Kelly will fly his single-engine turboprop Pilatus PC-12 to the Gold Coast, which will then transport the engine, once complete, back to Adelaide before being fitted to Heimgartner's car in time for the Great Race.
“I put (the first engine) together last week and that's in Rick's car for the first time this weekend,” said Kelly.
“There's another engine in bits that I stripped before we left Brisbane still sitting up there. It's certainly taken a lot of labour and logistics to do all of this away from work.
To faciliate the move, Kelly has had to make some modifications to the plane's interior.
“I've actually got all the seats pulled out of the back of the plane, which luckily has been in Adelaide this whole period,” Kelly added.
“I'll fly back up to the Gold Coast on Monday morning, build the engine, get it dyno'd, get it back in the plane, and back to Adelaide to throw the engine in the car and head off to Bathurst.

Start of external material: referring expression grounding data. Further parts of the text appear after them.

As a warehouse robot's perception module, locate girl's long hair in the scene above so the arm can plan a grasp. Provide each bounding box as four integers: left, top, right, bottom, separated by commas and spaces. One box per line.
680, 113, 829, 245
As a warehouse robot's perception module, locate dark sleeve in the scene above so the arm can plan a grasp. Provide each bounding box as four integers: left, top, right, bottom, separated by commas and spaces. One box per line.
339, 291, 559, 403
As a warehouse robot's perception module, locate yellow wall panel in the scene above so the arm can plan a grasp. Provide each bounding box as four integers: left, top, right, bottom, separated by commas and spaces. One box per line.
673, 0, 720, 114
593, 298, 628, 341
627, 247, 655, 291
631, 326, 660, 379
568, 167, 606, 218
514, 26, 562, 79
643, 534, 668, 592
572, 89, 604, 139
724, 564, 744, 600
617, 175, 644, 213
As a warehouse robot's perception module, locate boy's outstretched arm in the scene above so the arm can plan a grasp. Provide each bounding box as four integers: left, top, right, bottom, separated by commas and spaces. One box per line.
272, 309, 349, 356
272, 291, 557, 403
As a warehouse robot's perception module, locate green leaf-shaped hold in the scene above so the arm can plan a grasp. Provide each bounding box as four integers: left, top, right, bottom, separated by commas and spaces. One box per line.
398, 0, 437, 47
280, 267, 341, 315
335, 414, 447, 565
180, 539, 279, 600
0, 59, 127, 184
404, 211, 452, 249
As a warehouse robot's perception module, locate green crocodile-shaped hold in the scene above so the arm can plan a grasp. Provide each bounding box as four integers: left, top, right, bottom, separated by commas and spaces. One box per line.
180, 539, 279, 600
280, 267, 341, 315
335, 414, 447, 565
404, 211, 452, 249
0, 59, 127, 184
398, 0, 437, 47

“There's enough room in the back cargo door to fit a full pallet in so we can put the engine in the back and fly it back.”
Kelly said the engine lightening is the next step in the team's development of its Ford Mustang package.
However, he said there is still more work to be done once the team returns to its Melbourne base following the conclusion of the 2020 season.
“I managed to strip an engine a few weeks back when we were back in Brisbane and we had a fair bit of work on all the ancillaries on the engine,” Kelly explained.
“We've been able to take a good chunk of weight out and rebuild one engine and get it re-homologated at the new weight.
“We're not all the way to where we need to be, but we've at least been able to knock a chunk out of it.”
Kelly Racing has been working out of the workshop of offshore powerboat racing team 222 Marine on the Gold Coast.
Weight reductions to the team's two engines had long been on the radar, but to date has been stifled by the coronavirus pandemic.
Kelly Racing has also faced engine reliability issues. Kelly discovered a nearly catastrophic engine valve guide issue that could have resulted in the failure of all its engines.
“It's been pretty difficult to do anything without being at the workshop,” Kelly explained.
“We had all of that valve guide drama going on, so that caused us to have to strip all the engines and put the top ends back together at the circuit.
“We've been a little bit stuck trying to ship complete engines just trying to have as many of the spares together as we can in case we had potential dramas with this valve thing.
“In the end, that all worked out to be quite good and we got on top of that. We haven't had any issues with them since.
“We've made the most of the time away and achieved quite a lot, which is good,” Kelly added.
“Not any of the big stuff, but things that we could get done here we've had a few bits and pieces lightened in machine shops in Brisbane.
“The bulk of it has been done back in our workshop and sent up so at least we're progressing, which is good.
“But I just can't wait to get back there and really hook into it properly, which is really where we should've been back in March, April this year and still haven't been able to attack it properly.”
Kelly Racing will continue its Virgin Australia Supercars Championship campaign at The Bend Motorsport Park on September 26-27.